Kılıçdaroğlu’nun zamanın ruhunu yakalayıp yakalamadığını ne zaman anlayacağız?
CHP 18 aralıkta olağanüstü kurultaya gidecek. Kılıçdaroğlu orada Baykal zihniyetiyle yani Baykalizm’le hesaplaşmak zorunda. Klasik Halk Partisi çakallığıyla karşılaşabilir. Bu çakallık, “Genel başkana dokunmayalım ama etrafını çevreleyip onu teslim alalım. Sonra da onu bir kukla haline getirelim” demektir. Baykal böyle bir klasik Halk Partisi çakallığı yapmak istiyor olabilir. Kılıçdaroğlu’nun kendi yönetimini kurultaydan çıkarması şart.
Askerî yargıya gelirsek.... Generalleri, darbe sanığı olmalarına rağmen Askerî Yüksek İdare Mahkemesi terfi ettirdi. Neden hâlâ bizde ayrıca bir askerî yargı var?
Askerin, devlet içinde devlet olabilmesi için kendine ait bir hukuk düzeni kurması gerekiyordu. Nitekim bunlar bu hukuk düzenini 27 Mayıs, 12 Mart ve 12 Eylül darbelerini yaparak kurdular. Kendilerine ayrı bir hukuk yarattılar ve dokunulmazlık zırhı sağladılar.
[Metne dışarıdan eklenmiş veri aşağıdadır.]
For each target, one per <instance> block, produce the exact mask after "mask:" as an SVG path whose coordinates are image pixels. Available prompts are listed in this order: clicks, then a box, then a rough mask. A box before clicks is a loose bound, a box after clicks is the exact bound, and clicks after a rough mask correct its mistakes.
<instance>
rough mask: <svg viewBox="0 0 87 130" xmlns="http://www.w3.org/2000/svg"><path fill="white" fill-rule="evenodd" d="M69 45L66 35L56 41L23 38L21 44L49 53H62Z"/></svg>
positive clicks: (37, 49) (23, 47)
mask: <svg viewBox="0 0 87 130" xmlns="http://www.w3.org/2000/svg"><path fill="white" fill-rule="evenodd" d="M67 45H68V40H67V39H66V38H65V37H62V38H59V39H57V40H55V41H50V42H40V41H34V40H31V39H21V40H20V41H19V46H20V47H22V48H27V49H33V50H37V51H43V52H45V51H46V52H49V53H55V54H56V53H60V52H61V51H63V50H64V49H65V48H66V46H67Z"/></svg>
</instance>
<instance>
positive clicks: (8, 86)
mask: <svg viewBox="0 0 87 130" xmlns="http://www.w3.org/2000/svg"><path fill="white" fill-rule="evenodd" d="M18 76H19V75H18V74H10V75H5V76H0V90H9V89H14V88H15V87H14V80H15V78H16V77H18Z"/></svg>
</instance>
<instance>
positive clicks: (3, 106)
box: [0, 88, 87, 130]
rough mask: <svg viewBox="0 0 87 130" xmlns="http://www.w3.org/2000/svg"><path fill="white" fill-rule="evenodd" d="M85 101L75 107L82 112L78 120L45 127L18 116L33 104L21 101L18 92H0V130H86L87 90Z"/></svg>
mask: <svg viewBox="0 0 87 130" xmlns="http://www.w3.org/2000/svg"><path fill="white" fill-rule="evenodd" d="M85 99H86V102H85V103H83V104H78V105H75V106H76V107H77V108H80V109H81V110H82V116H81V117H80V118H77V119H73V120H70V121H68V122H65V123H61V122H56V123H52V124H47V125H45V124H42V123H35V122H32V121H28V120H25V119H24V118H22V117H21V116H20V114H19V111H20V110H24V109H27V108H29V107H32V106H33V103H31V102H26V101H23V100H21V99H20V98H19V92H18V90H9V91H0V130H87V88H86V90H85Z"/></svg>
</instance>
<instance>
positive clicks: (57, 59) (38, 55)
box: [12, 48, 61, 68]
Askerî Yargıtay, Askerî Yüksek İdare Mahkemesi (yani Askerî Danıştay) devlet içinde devlet olmanın ürünleridir. Türkiye’de siviller, “böyle bir demokrasi olabilir mi” diye ordunun kendine kurduğu bu ayrı yapıyı hiç sorgulamadılar. (...)
Peki, ordu, gerçek bir demokratik ülkenin ordusu gibi davranmamak için daha ne kadar direnecek sizce?
Türkiye’de demokrasinin ve hukuk devletinin yolunu tıkayan askerî vesayet sistemi artık çöküyor. Askerin eski tarz direnişi artık kırılıyor. (...)Ama unutmamalıyız. Türkiye’deki asker sorunu, aynı zamanda bir sivil sorunudur. Bu ülkede sadece askerin değil, sivillerin zihniyeti de demokratikleşmeli.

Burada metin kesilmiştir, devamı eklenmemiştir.